Book Review: Feathers, by Thor Hanson
Reviewed by Stephen J. Bodio
January 15, 2012Book subjects come in waves; the publishing world is now full of books on feathers, but this may well be the best. Thor Hanson, a field biologist, claims that the subject chose him. If so, it chose well; I love nothing better than scientists who can write. Hanson’s book covers every aspect of feathers—evolutionary, structural and functional, and finally cultural, showing all the ways that humans as well as birds use them. He ranges in time from the lithographic shale of the Jurassic to the present, and geographically from China to Maine to Las Vegas.
All birds have feathers; do feathers make a bird? Not quite. Hanson travels to an unlikely museum in Thermopolis, Wyoming, to see a fossil Archaeopteryx that may be even better than the type specimen from Germany; he confirms, as Huxley suspected in the 19th century, that despite its “advanced” feather structure it is more dinosaur than modern bird. One of the most interesting puzzles in the book is that the debate about birds being dinosaurs persists. Though Hanson is scrupulously fair, almost all scholars except one stubborn holdout, and virtually all the evidence, say yes. The Chinese fossil quarries have now yielded evidence that dinosaurs molted like birds and, although it is little publicized, that there are even older feathered dinosaurs than Archaeopteryx. One such is Anchiornis, which had a crested head like a jay. Bipedal dinosaurs provide a different starting point for flight than all the other quadrupedal “trees-down” flying animals. Pre-existing feathers in dinosaurs provided an alternative to the membranes of all other flying vertebrates. The “Birds Are Not Dinosaurs” proponents are beginning to look like Creationists.
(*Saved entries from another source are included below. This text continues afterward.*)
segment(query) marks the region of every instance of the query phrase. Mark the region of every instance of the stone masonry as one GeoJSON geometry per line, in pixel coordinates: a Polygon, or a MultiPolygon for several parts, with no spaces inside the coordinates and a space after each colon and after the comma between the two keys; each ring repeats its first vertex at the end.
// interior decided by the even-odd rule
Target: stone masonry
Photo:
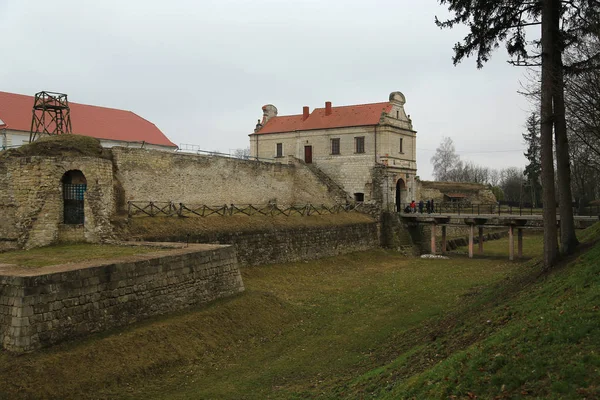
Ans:
{"type": "Polygon", "coordinates": [[[0,344],[31,351],[243,290],[231,246],[44,268],[0,265],[0,344]]]}
{"type": "Polygon", "coordinates": [[[113,167],[97,157],[0,159],[0,251],[46,246],[59,240],[63,221],[61,179],[70,170],[87,179],[85,224],[71,238],[98,242],[112,237],[113,167]]]}
{"type": "MultiPolygon", "coordinates": [[[[327,186],[299,163],[113,148],[125,200],[192,204],[334,204],[327,186]]],[[[287,161],[287,160],[286,160],[287,161]]]]}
Hanson’s runs through “engineering” and culture are even more fascinating and less familiar. To introduce the subject of “biomimetics,” the mimicking of biological structures and processes, he visits a falconer who skydives with his Peregrine Falcon; his remark about the hard edges on falcons’ feathers, more pronounced than those of other raptors, had me nodding in agreement. He makes the astonishing suggestion that covering aircraft wings with featherlike structures might improve flight efficiency by as much as 15 percent by eliminating drag.
He shows us how down is still more efficient as an insulator than synthetics, despite its vulnerability to wetting. A kinglet weighs less than five grams (a fifth of an ounce), of which feathers make up 7 percent: in the sub-zero Maine winter the difference between the outdoor air temperature and the bird’s internal warmth can be as large as 140 degrees Fahrenheit. Even cormorants “allow” only the outer part of their feathers to get wet to negate their natural buoyancy; the inside stays dry to keep them warm.
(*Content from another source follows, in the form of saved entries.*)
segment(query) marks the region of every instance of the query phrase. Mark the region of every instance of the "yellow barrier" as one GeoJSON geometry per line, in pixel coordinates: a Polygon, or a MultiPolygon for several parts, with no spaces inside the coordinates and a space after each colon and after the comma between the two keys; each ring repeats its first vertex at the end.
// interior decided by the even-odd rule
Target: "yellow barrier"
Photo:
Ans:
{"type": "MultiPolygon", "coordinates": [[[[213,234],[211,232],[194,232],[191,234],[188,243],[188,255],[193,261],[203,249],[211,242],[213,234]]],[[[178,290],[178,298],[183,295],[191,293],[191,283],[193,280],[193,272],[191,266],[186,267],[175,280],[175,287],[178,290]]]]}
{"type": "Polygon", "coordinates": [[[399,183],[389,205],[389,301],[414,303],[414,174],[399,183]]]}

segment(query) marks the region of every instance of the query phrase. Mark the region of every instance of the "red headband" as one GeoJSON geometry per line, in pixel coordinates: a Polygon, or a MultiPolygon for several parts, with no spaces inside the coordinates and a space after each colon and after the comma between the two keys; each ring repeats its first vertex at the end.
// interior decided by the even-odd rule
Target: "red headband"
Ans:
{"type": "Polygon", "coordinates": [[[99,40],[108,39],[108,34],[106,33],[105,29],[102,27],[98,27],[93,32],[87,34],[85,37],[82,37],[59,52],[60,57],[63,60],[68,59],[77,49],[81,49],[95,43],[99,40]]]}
He passes on to the myriad human uses of feathers—aesthetic, utilitarian, horrifying, even inspirational. (As an aside, he makes the same complaint as virtually every naturalist I know: “this activity [picking up feathers] is technically illegal in the United States—most wild birds, as well as their nests, eggs, and feathers, are protected from any harassment or handling under the Migratory Bird Act.”)
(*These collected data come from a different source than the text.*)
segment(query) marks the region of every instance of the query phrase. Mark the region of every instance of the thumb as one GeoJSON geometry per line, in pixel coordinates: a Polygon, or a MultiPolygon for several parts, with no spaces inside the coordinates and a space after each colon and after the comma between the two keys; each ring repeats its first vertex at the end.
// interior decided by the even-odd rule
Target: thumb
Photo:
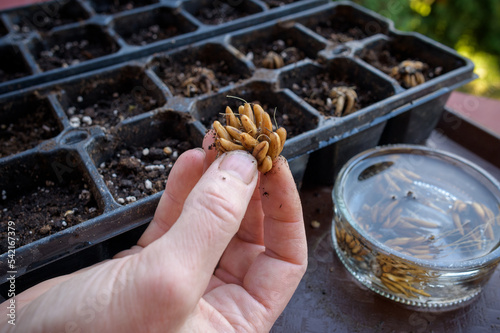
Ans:
{"type": "Polygon", "coordinates": [[[177,222],[159,239],[160,258],[166,253],[170,259],[175,257],[184,270],[183,282],[197,289],[191,290],[196,302],[239,229],[257,179],[257,161],[251,154],[234,151],[222,155],[186,198],[177,222]]]}

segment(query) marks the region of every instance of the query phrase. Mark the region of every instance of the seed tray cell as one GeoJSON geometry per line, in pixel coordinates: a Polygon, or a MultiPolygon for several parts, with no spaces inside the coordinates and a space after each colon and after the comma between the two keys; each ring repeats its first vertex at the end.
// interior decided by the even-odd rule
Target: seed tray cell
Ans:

It was not always so, sometimes to the birds’ detriment. The most valuable cargo on the Titanic was feathers for the milliner’s trade, worth more than $2.3 million in today’s currency. The cloak of King Kamehameha of Hawaii required the golden feathers of 80,000 now-extinct mamo honeycreepers. More benignly, South Africa practically committed its economy to Ostrich breeding in the early 20th century, backing a seriocomic expedition to import higher-quality Barbary Ostriches from North Africa only to have the market collapse. There is even a chapter on quill pens, once considered the best of all writing implements. A few eccentric artists still use them. In the 1990s, some monks commissioned a quill-drawn illuminated Bible from calligrapher Donald Jackson, which took him and his coworkers 13 years to complete; it was the first since Gutenberg.
Hanson concludes with wonder: “The exploration of natural miracles is a fundamentally open-ended and curiosity-driven enterprise. It reminds us that science is not always about the answers; it’s about the questions.”